To set the stage for this humble review of the new Star Wars series The Acolyte, please imagine this scrolling up the screen:
100 years before a punk kid named Anakin Skywalker said “yippee,” a galaxy far far away is in a place of relative peace — in part thanks to the Jedi, a faithful order of lightsaber-wielding badasses with a lot of power and more than a few secrets.
One of those bigger secrets is on the verge of being revealed, thanks to a mysterious assassin out for revenge: Caught up in that assassin’s quest is a young woman named Osha (Amandla Stenberg), who once trained as a Jedi but flunked out of Jedi school at the age of 18. Six years later, she’s working as a space mechanic when a shocking death on the other side of the universe brings trouble to her door, and she’s forced to not only face her past, but figure out her real place in the universe…
While the new Disney+ series might technically be a prequel, thanks to its time setting The Acolyte is deliciously unburdened from the problems that most prequels face. Unlike Obi-Wan Kenobi, a show where we literally knew how everyone would eventually die, this series is free to tell its own story, featuring a new ensemble of fascinating characters tackling a murder mystery with potentially galactic implications.

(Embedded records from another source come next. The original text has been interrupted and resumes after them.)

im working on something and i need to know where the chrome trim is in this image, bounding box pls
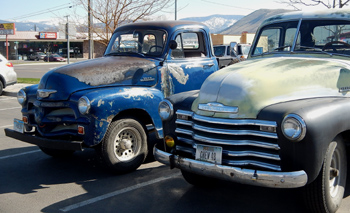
[154,147,307,188]
[222,159,281,171]
[198,102,238,113]
[224,150,280,161]
[37,89,57,99]
[192,124,278,139]
[282,113,307,142]
[175,119,192,126]
[192,135,280,150]
[193,113,277,127]
[158,99,174,121]
[177,110,194,117]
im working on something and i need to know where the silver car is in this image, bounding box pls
[0,53,17,95]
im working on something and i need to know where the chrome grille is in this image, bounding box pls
[174,110,281,171]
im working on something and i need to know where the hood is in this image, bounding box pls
[192,56,350,119]
[38,56,158,100]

And, based on the first four episodes provided to critics, it does this while still managing to feel like Star Wars, thanks to the lived-in details of its various remote settings, the impressive action sequences, and the exploration of universal themes like power and corruption and loyalty and betrayal. Someone even says “I have a bad feeling about this!” The only thing that makes it stand out from past Star Wars stories is that it has a lot of women in it, actively participating in the story. (What a concept.)

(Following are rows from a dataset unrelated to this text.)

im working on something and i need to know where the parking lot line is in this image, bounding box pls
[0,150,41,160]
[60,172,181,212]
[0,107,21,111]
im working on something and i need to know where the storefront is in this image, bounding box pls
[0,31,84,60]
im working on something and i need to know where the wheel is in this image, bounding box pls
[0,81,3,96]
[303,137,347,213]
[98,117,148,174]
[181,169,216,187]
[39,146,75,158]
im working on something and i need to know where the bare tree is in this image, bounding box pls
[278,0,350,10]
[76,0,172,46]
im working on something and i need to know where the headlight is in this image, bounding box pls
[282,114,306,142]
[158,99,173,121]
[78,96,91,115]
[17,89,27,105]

The Acolyte comes from creator Leslye Headland (Russian Doll), marking the first Star Wars adventure made for the screen that’s fully the creation of an actual woman — significant because up until about 10 years ago, the only women to have any real behind-the-camera impact on Star Wars were the iconic Leigh Brackett co-writing The Empire Strikes Back, and the ghost-writing Carrie Fisher did over the years.

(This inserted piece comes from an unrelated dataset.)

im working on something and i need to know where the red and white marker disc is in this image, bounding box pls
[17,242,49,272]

The last few years in particular have featured numerous women making in-roads when it comes to telling stories in this universe: Beyond Kathleen Kennedy now serving as president of Lucasfilm, animated series including the Tales shorts and Star Wars Resistance have featured female writers, with Jennifer Corbett serving as the head writer for The Bad Batch. Plus, directors including Deborah Chow, Susanna White, Bryce Dallas Howard have helmed episodes of The Mandalorian, The Book of Boba Fett, Obi-Wan Kenobi, and Andor.